Of course we still want to separate the presentation from the meaning of our strings. So we can take our semantic enum from last time. We need to define our attribute key again, but this time as a type conforming to the AttributedStringKey protocol. This requires a type for our value and a name:

enum Semantic: Hashable { case name } enum SemanticAttributeKey: AttributedStringKey { static let name = "semantic" typealias Value = Semantic }
Code language: Swift (swift)

Note that all the requirements from this protocol are static, so its best to define this as an otherwise empty enum so we cannot create an instance of that type, which is never needed.

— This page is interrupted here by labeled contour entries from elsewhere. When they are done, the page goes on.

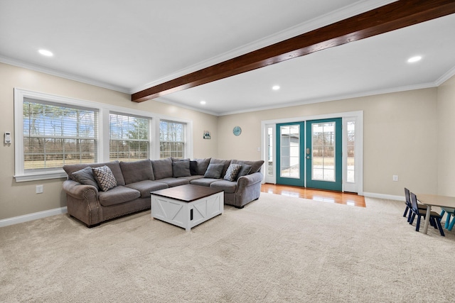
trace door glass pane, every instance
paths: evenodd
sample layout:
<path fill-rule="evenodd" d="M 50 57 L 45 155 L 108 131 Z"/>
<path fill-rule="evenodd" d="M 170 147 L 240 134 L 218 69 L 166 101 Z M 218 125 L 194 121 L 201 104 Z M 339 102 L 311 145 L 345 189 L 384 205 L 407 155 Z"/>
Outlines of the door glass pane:
<path fill-rule="evenodd" d="M 346 182 L 355 182 L 355 121 L 348 121 L 348 165 Z"/>
<path fill-rule="evenodd" d="M 311 179 L 335 181 L 335 122 L 311 125 Z"/>
<path fill-rule="evenodd" d="M 300 126 L 280 126 L 280 177 L 300 178 Z"/>

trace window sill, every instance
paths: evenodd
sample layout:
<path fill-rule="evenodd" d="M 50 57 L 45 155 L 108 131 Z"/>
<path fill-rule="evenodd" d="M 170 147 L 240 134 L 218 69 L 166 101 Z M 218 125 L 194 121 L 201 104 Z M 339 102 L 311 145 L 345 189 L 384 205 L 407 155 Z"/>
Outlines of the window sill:
<path fill-rule="evenodd" d="M 63 171 L 56 172 L 41 172 L 29 173 L 26 175 L 17 175 L 14 176 L 16 182 L 27 182 L 36 180 L 46 180 L 49 179 L 61 179 L 67 177 L 66 172 Z"/>

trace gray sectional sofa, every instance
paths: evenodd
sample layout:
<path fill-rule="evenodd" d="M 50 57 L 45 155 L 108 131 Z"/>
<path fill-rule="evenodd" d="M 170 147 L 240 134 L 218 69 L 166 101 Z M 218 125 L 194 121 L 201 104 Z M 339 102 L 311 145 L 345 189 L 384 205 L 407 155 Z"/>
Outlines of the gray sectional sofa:
<path fill-rule="evenodd" d="M 150 192 L 194 184 L 224 191 L 225 204 L 242 208 L 259 198 L 263 160 L 143 160 L 65 165 L 68 214 L 92 227 L 150 209 Z M 109 167 L 109 168 L 106 168 Z"/>

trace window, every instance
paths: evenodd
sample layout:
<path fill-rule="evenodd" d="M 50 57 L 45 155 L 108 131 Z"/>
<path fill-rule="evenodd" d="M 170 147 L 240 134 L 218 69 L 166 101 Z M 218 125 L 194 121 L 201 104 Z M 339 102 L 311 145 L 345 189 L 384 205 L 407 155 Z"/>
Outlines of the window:
<path fill-rule="evenodd" d="M 97 112 L 24 98 L 24 172 L 96 162 Z"/>
<path fill-rule="evenodd" d="M 192 156 L 192 122 L 14 89 L 14 178 L 67 177 L 66 164 Z M 158 142 L 159 128 L 160 144 Z"/>
<path fill-rule="evenodd" d="M 346 182 L 355 182 L 355 121 L 348 121 L 348 165 Z"/>
<path fill-rule="evenodd" d="M 159 122 L 159 158 L 185 158 L 185 128 L 183 123 Z"/>
<path fill-rule="evenodd" d="M 150 157 L 150 118 L 110 114 L 110 161 L 136 161 Z"/>

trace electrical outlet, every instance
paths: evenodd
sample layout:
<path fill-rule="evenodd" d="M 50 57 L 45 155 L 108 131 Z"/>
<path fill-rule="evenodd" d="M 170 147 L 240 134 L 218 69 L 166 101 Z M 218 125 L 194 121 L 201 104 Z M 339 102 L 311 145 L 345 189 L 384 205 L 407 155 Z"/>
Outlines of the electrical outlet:
<path fill-rule="evenodd" d="M 37 194 L 43 194 L 43 185 L 36 185 L 36 193 Z"/>

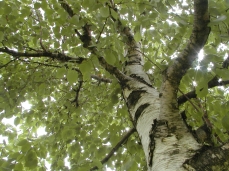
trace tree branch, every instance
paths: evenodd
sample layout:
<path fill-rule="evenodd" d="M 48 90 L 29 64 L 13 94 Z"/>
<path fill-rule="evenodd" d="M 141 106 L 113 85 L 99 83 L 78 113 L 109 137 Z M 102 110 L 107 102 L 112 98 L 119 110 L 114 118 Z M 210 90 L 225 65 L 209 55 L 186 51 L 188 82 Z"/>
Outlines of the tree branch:
<path fill-rule="evenodd" d="M 104 157 L 102 160 L 101 160 L 101 163 L 104 164 L 106 163 L 113 155 L 114 153 L 126 142 L 126 140 L 136 131 L 135 128 L 131 128 L 127 133 L 126 135 L 123 136 L 123 138 L 114 146 L 114 148 L 112 148 L 112 150 L 110 151 L 110 153 Z M 97 166 L 91 168 L 90 170 L 97 170 L 99 169 Z"/>
<path fill-rule="evenodd" d="M 174 87 L 179 86 L 181 78 L 205 45 L 210 33 L 209 22 L 208 0 L 194 0 L 194 23 L 189 43 L 166 72 L 167 79 Z"/>
<path fill-rule="evenodd" d="M 224 169 L 221 168 L 222 170 L 227 170 L 228 157 L 229 143 L 220 147 L 203 146 L 191 159 L 185 161 L 184 167 L 189 168 L 188 170 L 202 171 L 212 170 L 213 166 L 221 165 L 224 167 Z"/>
<path fill-rule="evenodd" d="M 73 10 L 71 9 L 71 7 L 66 3 L 63 2 L 63 0 L 59 0 L 61 6 L 65 9 L 65 11 L 69 14 L 70 17 L 72 17 L 73 15 Z M 63 6 L 64 3 L 64 6 Z M 84 34 L 81 35 L 78 30 L 75 30 L 76 34 L 79 36 L 80 40 L 83 43 L 83 47 L 90 50 L 92 54 L 94 54 L 95 56 L 97 56 L 100 65 L 106 70 L 108 71 L 110 74 L 114 75 L 120 82 L 124 83 L 126 80 L 129 80 L 130 77 L 126 76 L 125 74 L 123 74 L 117 67 L 114 67 L 110 64 L 107 63 L 107 61 L 102 57 L 102 55 L 100 54 L 100 52 L 98 51 L 96 46 L 91 47 L 91 39 L 90 39 L 90 35 L 91 35 L 91 30 L 90 30 L 90 25 L 89 24 L 85 24 L 85 26 L 83 27 L 83 31 Z"/>
<path fill-rule="evenodd" d="M 208 88 L 213 88 L 216 86 L 223 86 L 223 85 L 227 85 L 227 84 L 229 84 L 229 80 L 219 82 L 218 78 L 214 77 L 212 80 L 210 80 L 208 82 Z M 203 90 L 203 89 L 201 89 L 201 90 Z M 188 99 L 192 99 L 192 98 L 196 98 L 196 97 L 197 97 L 196 90 L 190 91 L 190 92 L 178 97 L 178 104 L 181 105 L 181 104 L 185 103 Z"/>
<path fill-rule="evenodd" d="M 13 57 L 48 57 L 48 58 L 52 58 L 52 59 L 56 59 L 58 61 L 61 61 L 61 62 L 74 62 L 74 63 L 82 63 L 83 60 L 85 58 L 83 57 L 77 57 L 77 58 L 74 58 L 74 57 L 70 57 L 70 56 L 67 56 L 63 53 L 59 53 L 59 52 L 56 52 L 56 53 L 52 53 L 52 52 L 47 52 L 47 51 L 43 51 L 43 52 L 17 52 L 17 51 L 14 51 L 14 50 L 11 50 L 11 49 L 8 49 L 7 47 L 5 48 L 0 48 L 0 52 L 3 52 L 3 53 L 7 53 L 9 55 L 12 55 Z"/>

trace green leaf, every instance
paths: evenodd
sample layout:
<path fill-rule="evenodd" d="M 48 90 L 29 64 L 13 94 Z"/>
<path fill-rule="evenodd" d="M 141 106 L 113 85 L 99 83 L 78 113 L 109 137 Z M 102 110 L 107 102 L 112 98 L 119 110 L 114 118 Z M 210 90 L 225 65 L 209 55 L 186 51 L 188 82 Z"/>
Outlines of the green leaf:
<path fill-rule="evenodd" d="M 209 26 L 212 26 L 212 25 L 215 25 L 215 24 L 217 24 L 217 23 L 220 23 L 220 22 L 222 22 L 222 21 L 224 21 L 224 20 L 226 20 L 226 19 L 227 19 L 227 16 L 221 15 L 221 16 L 219 16 L 218 18 L 216 18 L 215 20 L 212 20 L 208 25 L 209 25 Z"/>
<path fill-rule="evenodd" d="M 15 170 L 15 171 L 21 171 L 21 170 L 23 170 L 23 165 L 22 165 L 22 163 L 17 163 L 17 164 L 15 164 L 14 170 Z"/>
<path fill-rule="evenodd" d="M 229 131 L 229 114 L 228 113 L 222 118 L 222 125 L 227 131 Z"/>
<path fill-rule="evenodd" d="M 20 121 L 21 121 L 21 119 L 19 118 L 19 117 L 16 117 L 15 119 L 14 119 L 14 125 L 18 125 L 18 124 L 20 124 Z"/>
<path fill-rule="evenodd" d="M 25 167 L 34 169 L 37 167 L 38 160 L 35 151 L 30 150 L 25 156 Z"/>
<path fill-rule="evenodd" d="M 225 0 L 227 6 L 229 6 L 229 0 Z"/>
<path fill-rule="evenodd" d="M 63 78 L 65 74 L 66 74 L 65 68 L 58 68 L 57 72 L 56 72 L 56 77 L 57 78 Z"/>
<path fill-rule="evenodd" d="M 0 31 L 0 41 L 4 39 L 4 33 Z"/>
<path fill-rule="evenodd" d="M 84 80 L 90 80 L 91 79 L 91 71 L 93 70 L 93 66 L 91 64 L 91 61 L 89 61 L 89 60 L 83 61 L 80 64 L 79 69 L 83 74 Z"/>
<path fill-rule="evenodd" d="M 114 19 L 118 19 L 118 14 L 116 11 L 114 11 L 113 9 L 111 9 L 111 16 L 114 18 Z"/>
<path fill-rule="evenodd" d="M 67 80 L 70 84 L 77 83 L 78 73 L 74 70 L 68 70 Z"/>
<path fill-rule="evenodd" d="M 208 85 L 205 84 L 204 86 L 196 87 L 196 94 L 197 97 L 205 97 L 208 94 Z"/>
<path fill-rule="evenodd" d="M 141 40 L 142 36 L 140 32 L 137 32 L 134 34 L 134 39 L 136 42 L 139 42 Z"/>
<path fill-rule="evenodd" d="M 106 49 L 105 51 L 105 59 L 109 64 L 114 64 L 116 62 L 117 56 L 114 55 L 112 50 Z"/>
<path fill-rule="evenodd" d="M 103 167 L 101 161 L 96 160 L 96 159 L 93 161 L 93 166 L 97 166 L 99 169 L 101 169 Z"/>
<path fill-rule="evenodd" d="M 108 7 L 102 7 L 100 8 L 100 15 L 104 18 L 109 17 L 110 12 Z"/>

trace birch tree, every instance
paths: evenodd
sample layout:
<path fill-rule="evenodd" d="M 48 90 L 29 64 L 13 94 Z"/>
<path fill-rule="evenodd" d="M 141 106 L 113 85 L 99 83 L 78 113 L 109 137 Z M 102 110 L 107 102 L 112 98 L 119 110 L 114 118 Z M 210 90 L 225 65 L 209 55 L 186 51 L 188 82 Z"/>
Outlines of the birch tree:
<path fill-rule="evenodd" d="M 1 170 L 227 170 L 228 12 L 0 1 Z"/>

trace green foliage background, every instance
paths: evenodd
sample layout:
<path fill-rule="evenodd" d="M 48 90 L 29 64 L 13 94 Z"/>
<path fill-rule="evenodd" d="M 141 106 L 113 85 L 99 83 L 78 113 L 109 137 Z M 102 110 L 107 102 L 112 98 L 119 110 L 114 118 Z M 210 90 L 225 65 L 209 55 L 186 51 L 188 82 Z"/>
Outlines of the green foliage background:
<path fill-rule="evenodd" d="M 193 23 L 191 0 L 114 0 L 117 11 L 109 10 L 108 0 L 65 0 L 75 15 L 69 17 L 58 0 L 0 1 L 0 47 L 18 52 L 65 53 L 86 58 L 81 64 L 60 62 L 47 57 L 15 57 L 0 53 L 0 167 L 1 170 L 89 170 L 103 168 L 100 161 L 132 127 L 121 89 L 105 72 L 95 56 L 83 48 L 75 29 L 91 25 L 93 43 L 108 63 L 122 68 L 125 61 L 123 38 L 113 18 L 129 26 L 141 41 L 145 70 L 159 88 L 161 73 L 185 47 Z M 207 90 L 207 83 L 218 76 L 229 80 L 222 63 L 228 55 L 229 1 L 209 1 L 211 34 L 204 47 L 204 58 L 196 61 L 180 84 L 184 93 L 195 90 L 193 105 L 181 106 L 193 128 L 202 124 L 207 112 L 214 131 L 222 141 L 229 111 L 228 89 Z M 43 47 L 41 46 L 41 42 Z M 196 69 L 196 67 L 200 69 Z M 150 74 L 154 71 L 154 74 Z M 112 83 L 91 79 L 91 75 L 111 79 Z M 78 105 L 74 102 L 80 89 Z M 196 85 L 193 84 L 195 81 Z M 204 88 L 202 90 L 202 88 Z M 179 94 L 182 95 L 182 94 Z M 23 110 L 21 103 L 32 107 Z M 13 118 L 14 125 L 4 124 Z M 228 121 L 229 122 L 229 121 Z M 226 125 L 226 126 L 225 126 Z M 38 128 L 46 134 L 37 135 Z M 217 138 L 215 137 L 217 144 Z M 66 160 L 70 167 L 65 166 Z M 116 170 L 145 170 L 145 159 L 135 133 L 105 164 Z"/>

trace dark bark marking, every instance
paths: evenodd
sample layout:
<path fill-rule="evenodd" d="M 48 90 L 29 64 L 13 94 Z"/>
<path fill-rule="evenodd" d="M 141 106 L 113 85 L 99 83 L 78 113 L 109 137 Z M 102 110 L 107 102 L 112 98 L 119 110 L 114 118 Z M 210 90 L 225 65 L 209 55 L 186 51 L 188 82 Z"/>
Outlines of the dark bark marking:
<path fill-rule="evenodd" d="M 135 90 L 130 93 L 127 98 L 127 105 L 128 106 L 135 106 L 138 100 L 141 98 L 142 94 L 144 94 L 145 90 Z"/>
<path fill-rule="evenodd" d="M 153 152 L 155 149 L 155 140 L 154 140 L 154 135 L 155 135 L 155 131 L 157 128 L 157 120 L 154 119 L 153 120 L 153 124 L 152 124 L 152 128 L 149 132 L 149 138 L 150 138 L 150 142 L 149 142 L 149 158 L 148 158 L 148 163 L 149 163 L 149 167 L 152 166 L 153 164 Z"/>
<path fill-rule="evenodd" d="M 141 83 L 143 83 L 143 84 L 146 84 L 146 85 L 149 86 L 149 87 L 153 87 L 151 84 L 147 83 L 147 82 L 144 80 L 144 78 L 142 78 L 142 77 L 140 77 L 140 76 L 138 76 L 138 75 L 136 75 L 136 74 L 131 74 L 130 77 L 131 77 L 131 78 L 135 78 L 137 81 L 139 81 L 139 82 L 141 82 Z"/>
<path fill-rule="evenodd" d="M 213 166 L 222 166 L 222 170 L 228 170 L 227 159 L 229 157 L 228 144 L 220 147 L 204 145 L 196 154 L 184 162 L 184 166 L 191 166 L 196 171 L 213 171 Z"/>
<path fill-rule="evenodd" d="M 138 107 L 137 111 L 135 112 L 135 115 L 134 115 L 134 121 L 135 123 L 137 123 L 138 121 L 138 118 L 141 116 L 142 112 L 149 106 L 150 104 L 149 103 L 145 103 L 141 106 Z"/>

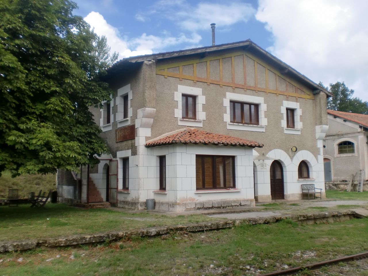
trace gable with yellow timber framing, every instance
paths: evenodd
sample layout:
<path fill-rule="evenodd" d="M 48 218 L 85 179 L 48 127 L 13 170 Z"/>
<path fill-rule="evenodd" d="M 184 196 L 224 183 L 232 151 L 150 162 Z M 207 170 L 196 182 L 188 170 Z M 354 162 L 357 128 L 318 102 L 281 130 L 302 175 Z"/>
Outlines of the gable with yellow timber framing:
<path fill-rule="evenodd" d="M 238 51 L 170 63 L 159 64 L 156 74 L 167 78 L 190 79 L 314 99 L 309 89 L 296 82 L 252 53 Z"/>

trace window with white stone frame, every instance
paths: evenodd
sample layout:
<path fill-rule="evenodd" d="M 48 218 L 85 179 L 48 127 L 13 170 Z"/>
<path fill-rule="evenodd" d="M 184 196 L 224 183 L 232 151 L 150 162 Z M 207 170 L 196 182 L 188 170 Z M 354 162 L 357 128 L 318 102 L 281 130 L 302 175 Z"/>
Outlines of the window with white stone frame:
<path fill-rule="evenodd" d="M 174 100 L 178 102 L 178 108 L 174 110 L 174 117 L 178 118 L 178 124 L 202 127 L 203 121 L 206 120 L 206 112 L 202 111 L 203 105 L 206 103 L 206 97 L 202 95 L 202 89 L 178 85 L 178 91 L 174 92 Z M 183 102 L 183 99 L 185 102 Z M 195 105 L 195 108 L 192 106 L 193 105 Z M 195 116 L 192 114 L 193 112 Z"/>
<path fill-rule="evenodd" d="M 110 95 L 111 100 L 110 102 L 107 101 L 102 102 L 103 107 L 101 110 L 101 118 L 100 119 L 100 126 L 103 131 L 107 131 L 112 129 L 112 123 L 114 121 L 114 115 L 113 114 L 113 107 L 114 106 L 114 99 L 112 95 Z"/>
<path fill-rule="evenodd" d="M 118 128 L 130 124 L 133 113 L 131 105 L 132 99 L 132 93 L 130 89 L 130 84 L 117 90 L 116 119 Z"/>
<path fill-rule="evenodd" d="M 226 93 L 224 99 L 224 121 L 228 130 L 264 132 L 267 125 L 267 105 L 261 97 Z"/>
<path fill-rule="evenodd" d="M 119 192 L 127 192 L 129 189 L 129 158 L 130 149 L 116 152 L 118 165 L 118 190 Z"/>
<path fill-rule="evenodd" d="M 301 120 L 301 109 L 299 103 L 283 101 L 281 107 L 281 126 L 284 128 L 284 132 L 290 134 L 300 134 L 303 128 Z"/>

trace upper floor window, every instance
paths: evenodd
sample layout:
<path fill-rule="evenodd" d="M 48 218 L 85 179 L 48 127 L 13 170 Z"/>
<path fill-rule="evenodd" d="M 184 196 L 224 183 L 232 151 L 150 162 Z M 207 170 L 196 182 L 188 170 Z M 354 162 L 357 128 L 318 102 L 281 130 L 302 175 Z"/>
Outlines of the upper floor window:
<path fill-rule="evenodd" d="M 111 116 L 110 115 L 110 109 L 111 108 L 111 105 L 110 103 L 106 104 L 106 124 L 110 124 L 111 122 Z M 105 109 L 105 108 L 104 108 Z"/>
<path fill-rule="evenodd" d="M 344 141 L 337 146 L 339 154 L 354 153 L 355 152 L 354 143 L 350 141 Z"/>
<path fill-rule="evenodd" d="M 286 109 L 286 127 L 288 128 L 295 128 L 295 119 L 294 117 L 294 110 L 291 108 Z"/>
<path fill-rule="evenodd" d="M 196 96 L 192 95 L 181 95 L 181 117 L 183 119 L 195 120 Z"/>
<path fill-rule="evenodd" d="M 258 106 L 257 104 L 230 101 L 230 121 L 258 125 Z"/>
<path fill-rule="evenodd" d="M 235 171 L 234 156 L 196 155 L 197 190 L 234 188 Z"/>
<path fill-rule="evenodd" d="M 129 188 L 129 158 L 123 159 L 123 188 Z"/>
<path fill-rule="evenodd" d="M 298 178 L 309 178 L 309 167 L 308 164 L 305 161 L 302 161 L 299 163 L 298 167 Z"/>
<path fill-rule="evenodd" d="M 123 96 L 123 118 L 128 118 L 128 94 Z"/>

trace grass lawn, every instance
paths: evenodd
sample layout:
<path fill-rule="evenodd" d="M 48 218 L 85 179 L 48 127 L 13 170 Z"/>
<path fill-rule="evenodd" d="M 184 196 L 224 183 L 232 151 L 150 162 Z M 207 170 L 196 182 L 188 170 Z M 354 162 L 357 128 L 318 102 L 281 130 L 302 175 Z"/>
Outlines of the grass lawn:
<path fill-rule="evenodd" d="M 364 252 L 368 250 L 367 233 L 368 219 L 364 219 L 306 226 L 284 220 L 132 237 L 110 245 L 0 254 L 0 274 L 256 275 Z"/>
<path fill-rule="evenodd" d="M 103 208 L 85 209 L 61 204 L 48 203 L 41 208 L 30 206 L 0 206 L 0 241 L 220 220 L 200 214 L 169 216 L 148 212 L 135 213 Z"/>
<path fill-rule="evenodd" d="M 326 191 L 326 197 L 328 199 L 336 199 L 343 200 L 368 201 L 368 191 L 359 192 L 347 192 L 346 191 L 327 190 Z"/>
<path fill-rule="evenodd" d="M 20 198 L 28 198 L 30 192 L 37 194 L 40 190 L 48 191 L 56 188 L 56 176 L 52 174 L 26 174 L 12 178 L 8 171 L 3 171 L 0 177 L 0 199 L 8 198 L 8 189 L 18 189 Z"/>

Next we create our attributed string and find the range we want to highlight. No need for NSRange any more. Using a subscript we can then assign our name attribute to the part of our string we want to highlight in a type-safe way:

attributed[..<nameEnd][SemanticAttributeKey.self] = .name
Code language: Swift (swift)

To display the string we can simply replace our semantic attribute with a given font attribute. For this we prepare an attribute container with our name attribute and another one with the font attribute as an replacement. Finally we create our string to display using the replacingAttributes(_:with:) method:

var nameContainer = AttributeContainer() nameContainer[SemanticAttributeKey.self] = .name let boldContainer = AttributeContainer.font(.body.bold()) let displayString = attributed.replacingAttributes(nameContainer, with: boldContainer)
Code language: Swift (swift)

Would be nice to directly have a property for our semantic attribute, just as .font provided by Apple. We could define a bunch of extensions on AttributedString, AttributedSubstring, AttributeContainer and so on. But thanks to @dynamicMemberLookup and key paths there is an easier way.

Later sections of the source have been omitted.